Under the criteria spelled out in Article VI of the state Constitution, and repeated in Article 3-A of the Judiciary Law, the commission is charged with evaluating candidates based on their "character, temperament, professional aptitude and experience." It says nothing about race, gender or geography, critics point out.
Stephen Younger, counsel to the commission, declined to comment. In the past, however, the commission has contended that its authority to review candidates includes consideration of diversity.
Former Chief Judge Sol Wachtler, who was elected to the court in 1972 and later became a leader in establishing the appointive system, said in an email last week that the "first concern in appointing a judge should be that judge's legal and listening skills and overriding concern for doing justice." But he also said diversity is an important and valid consideration.

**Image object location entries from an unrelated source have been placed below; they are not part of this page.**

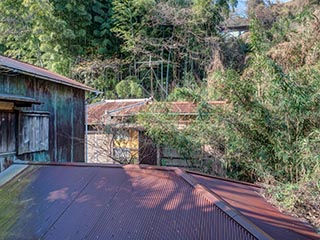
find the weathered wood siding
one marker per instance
(7, 132)
(66, 115)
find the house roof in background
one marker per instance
(188, 107)
(129, 107)
(34, 71)
(120, 107)
(81, 201)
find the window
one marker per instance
(33, 132)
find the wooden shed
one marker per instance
(42, 114)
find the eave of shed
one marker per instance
(17, 99)
(42, 73)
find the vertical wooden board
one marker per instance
(11, 132)
(4, 131)
(1, 131)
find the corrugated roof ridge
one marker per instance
(127, 100)
(223, 205)
(63, 79)
(224, 179)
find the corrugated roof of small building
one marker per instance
(31, 70)
(80, 201)
(97, 112)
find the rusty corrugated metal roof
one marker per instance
(128, 107)
(80, 201)
(31, 70)
(246, 199)
(98, 112)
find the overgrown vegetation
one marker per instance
(11, 204)
(270, 129)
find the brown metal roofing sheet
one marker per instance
(39, 72)
(69, 202)
(245, 199)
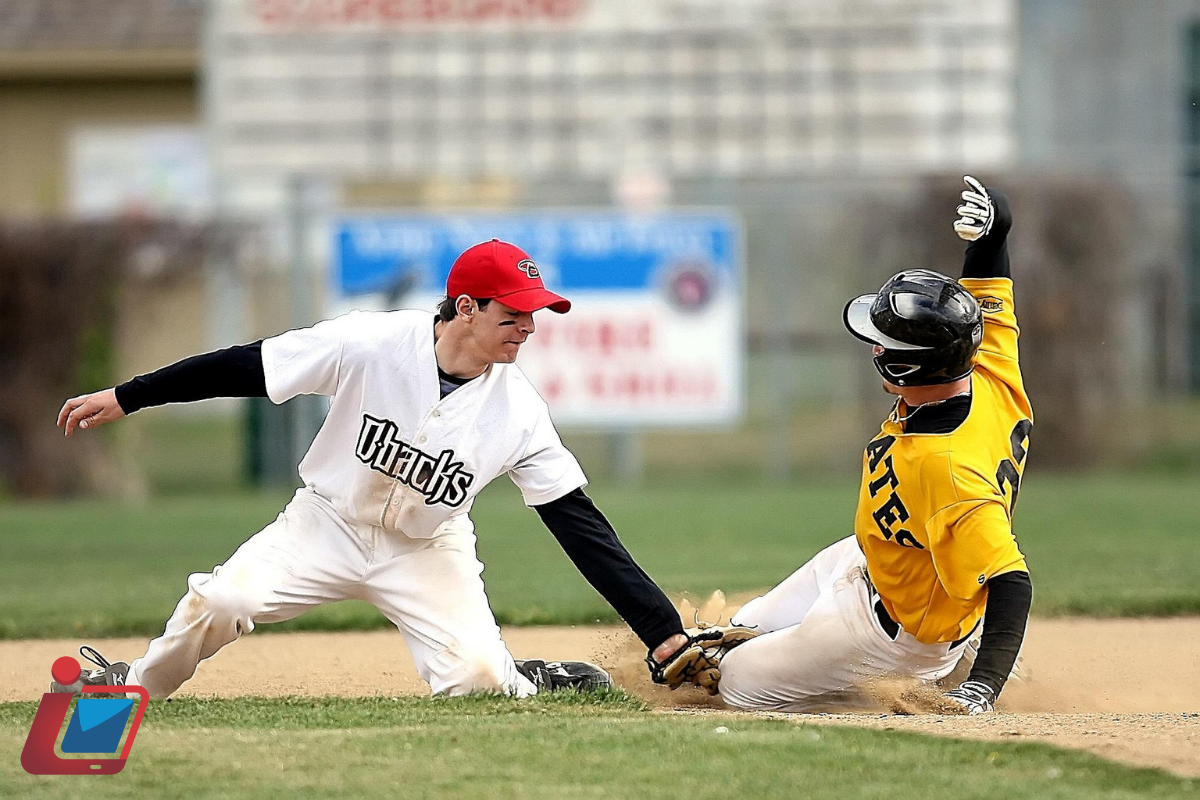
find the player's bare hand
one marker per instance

"No matter how qualified the members of an appellate bench are, by way of learning or judicial skills, an appellate bench without diversity is severely handicapped and unworthy of New York state," Wachtler said.
He said the experiences unique to minorities cannot always be fully understood or appreciated by a judge who has not had those experiences, no matter how well-meaning.
"Many of us have experienced the pain of discrimination and bigotry, but not all of us fully understand it or its sequella," Wachtler said. "We have all read about the inner city, but not all of us understand the sense and societal norms of those neighborhoods. We all cherish our civil liberties, but not all of us appreciate how subtle and not so subtle forces can diminish those liberties without warning or understanding. We all believe in law enforcement, but not all of us understand how members of certain communities can feel themselves singled out for unlawful police activity."
William Pollard III of Kornstein Veisz Wexler & Pollard said diversity on the high court remains important. Roughly 35 of the state population is black or Hispanic, according to the 2012 census.
"It is good for our public institutions to reflect the diversity of our state and that is a legitimate consideration when choosing nominees to serve on the Court of Appeals," Pollard said. "Merit and experience always come first but Judge Kaye and her colleagues are entitled to consider a broad array of qualifications and needs for the court in determining which of the candidates should be recommended to the governor."
New York stopped electing judges to the Court of Appeals after a 1977 amendment to the state Constitution implemented an appointive system designed to depoliticize the selection process.